Что тем временем происходит со многими миллионами мировых мигрантов, которые по-прежнему, но теперь еще более массово и куда более отчаянно устремляются в города? Вернее, в хаотичные трущобные «посады», разрастающиеся в последние десятилетия вокруг и внутри практически всех городов мира, от Парижа до Калькутты, от Москвы до Душанбе. Что и каким образом заместит культурные комплексы, социальные сети взаимоподдержки, структуры жизнеобеспечения, утрачиваемые бывшими крестьянами? От классической социальной теории нам не досталось даже классификационных концепций для понимания этой людской массы, покинувшей село, но не находящей себе места в чуждой для них городской среде. Люмпены, маргиналы, субпролетарии?

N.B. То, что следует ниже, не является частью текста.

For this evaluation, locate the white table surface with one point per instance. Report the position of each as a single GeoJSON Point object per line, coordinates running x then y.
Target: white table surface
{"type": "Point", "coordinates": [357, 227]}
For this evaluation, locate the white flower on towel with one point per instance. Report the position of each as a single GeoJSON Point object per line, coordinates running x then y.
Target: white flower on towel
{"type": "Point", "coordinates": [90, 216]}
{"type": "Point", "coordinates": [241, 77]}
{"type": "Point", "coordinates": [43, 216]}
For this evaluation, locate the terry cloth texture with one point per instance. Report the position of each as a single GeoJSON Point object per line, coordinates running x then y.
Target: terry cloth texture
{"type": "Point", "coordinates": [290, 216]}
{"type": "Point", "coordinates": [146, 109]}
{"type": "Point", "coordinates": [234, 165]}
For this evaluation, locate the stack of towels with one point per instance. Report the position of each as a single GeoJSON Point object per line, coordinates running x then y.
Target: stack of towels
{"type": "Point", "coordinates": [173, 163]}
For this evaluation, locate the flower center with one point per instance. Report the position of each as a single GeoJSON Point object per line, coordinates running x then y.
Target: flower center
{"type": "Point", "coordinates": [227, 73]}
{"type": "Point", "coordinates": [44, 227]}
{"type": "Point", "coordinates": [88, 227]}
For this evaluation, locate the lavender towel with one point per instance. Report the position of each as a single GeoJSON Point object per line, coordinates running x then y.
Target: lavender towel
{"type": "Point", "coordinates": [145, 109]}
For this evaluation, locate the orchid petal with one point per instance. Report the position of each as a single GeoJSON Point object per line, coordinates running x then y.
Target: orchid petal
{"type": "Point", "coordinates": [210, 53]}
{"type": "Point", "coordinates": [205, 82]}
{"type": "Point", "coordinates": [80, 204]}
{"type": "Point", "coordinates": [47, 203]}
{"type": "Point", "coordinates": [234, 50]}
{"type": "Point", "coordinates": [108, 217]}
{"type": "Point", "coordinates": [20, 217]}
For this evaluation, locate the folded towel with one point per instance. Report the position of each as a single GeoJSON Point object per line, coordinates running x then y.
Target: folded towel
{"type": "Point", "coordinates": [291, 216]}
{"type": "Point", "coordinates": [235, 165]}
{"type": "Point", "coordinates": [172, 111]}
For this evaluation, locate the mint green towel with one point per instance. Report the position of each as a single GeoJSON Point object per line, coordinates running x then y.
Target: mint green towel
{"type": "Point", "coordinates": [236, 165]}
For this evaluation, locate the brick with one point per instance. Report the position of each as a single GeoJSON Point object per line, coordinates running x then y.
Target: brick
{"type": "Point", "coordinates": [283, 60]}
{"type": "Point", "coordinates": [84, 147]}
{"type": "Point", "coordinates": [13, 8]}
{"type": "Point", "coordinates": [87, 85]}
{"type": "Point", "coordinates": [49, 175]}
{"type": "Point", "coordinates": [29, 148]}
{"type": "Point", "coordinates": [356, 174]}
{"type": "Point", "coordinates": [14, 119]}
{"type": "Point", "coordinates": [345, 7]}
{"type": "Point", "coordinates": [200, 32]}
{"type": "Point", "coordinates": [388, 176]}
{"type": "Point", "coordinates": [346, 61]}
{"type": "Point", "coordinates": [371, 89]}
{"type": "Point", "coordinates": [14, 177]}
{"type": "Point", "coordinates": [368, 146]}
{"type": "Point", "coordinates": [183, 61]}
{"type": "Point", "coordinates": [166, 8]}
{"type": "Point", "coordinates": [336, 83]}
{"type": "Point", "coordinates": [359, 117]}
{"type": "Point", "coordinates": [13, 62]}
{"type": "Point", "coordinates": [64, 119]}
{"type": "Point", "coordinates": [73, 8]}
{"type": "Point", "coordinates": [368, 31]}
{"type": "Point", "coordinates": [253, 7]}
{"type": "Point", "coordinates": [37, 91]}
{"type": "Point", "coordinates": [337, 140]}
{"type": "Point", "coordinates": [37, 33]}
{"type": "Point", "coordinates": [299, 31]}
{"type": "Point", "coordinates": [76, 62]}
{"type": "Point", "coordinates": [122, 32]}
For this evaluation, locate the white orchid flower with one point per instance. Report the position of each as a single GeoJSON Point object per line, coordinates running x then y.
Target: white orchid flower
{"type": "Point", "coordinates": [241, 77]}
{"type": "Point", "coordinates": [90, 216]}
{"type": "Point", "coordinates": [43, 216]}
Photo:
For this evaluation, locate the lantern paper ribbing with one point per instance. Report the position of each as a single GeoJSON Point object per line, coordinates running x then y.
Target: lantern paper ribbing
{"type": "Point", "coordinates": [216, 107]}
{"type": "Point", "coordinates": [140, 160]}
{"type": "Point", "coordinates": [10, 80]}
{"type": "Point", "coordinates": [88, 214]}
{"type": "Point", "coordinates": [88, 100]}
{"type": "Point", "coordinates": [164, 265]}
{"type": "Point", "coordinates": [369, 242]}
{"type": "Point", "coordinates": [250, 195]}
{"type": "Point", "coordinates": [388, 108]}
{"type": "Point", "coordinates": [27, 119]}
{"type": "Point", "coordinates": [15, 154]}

Пример более-менее преодоленной дерурализации стран Запада в XIX в. едва ли предоставляет адекватные аналогии. Тогда Запад господствовал над остальным миром и мог экспортировать избыточное население в колонии. Сегодня куда большая демографическая масса устремляется из бывших колоний в их городские центры и, при всякой возможности, далее в сами метрополии. Нищета имущественная и культурная приобретает глобальный характер и притом явно отмечена расовыми и религиозными признаками. Конечно, мы это видим и нередко чувствуем на личном микроуровне. Но насколько мы сегодня способны внятно рассуждать на такие темы, не впадая в фобии и проповеди? Какие теории дают нам языки описания и аналитические приемы, способные продвинуть понимание проблем?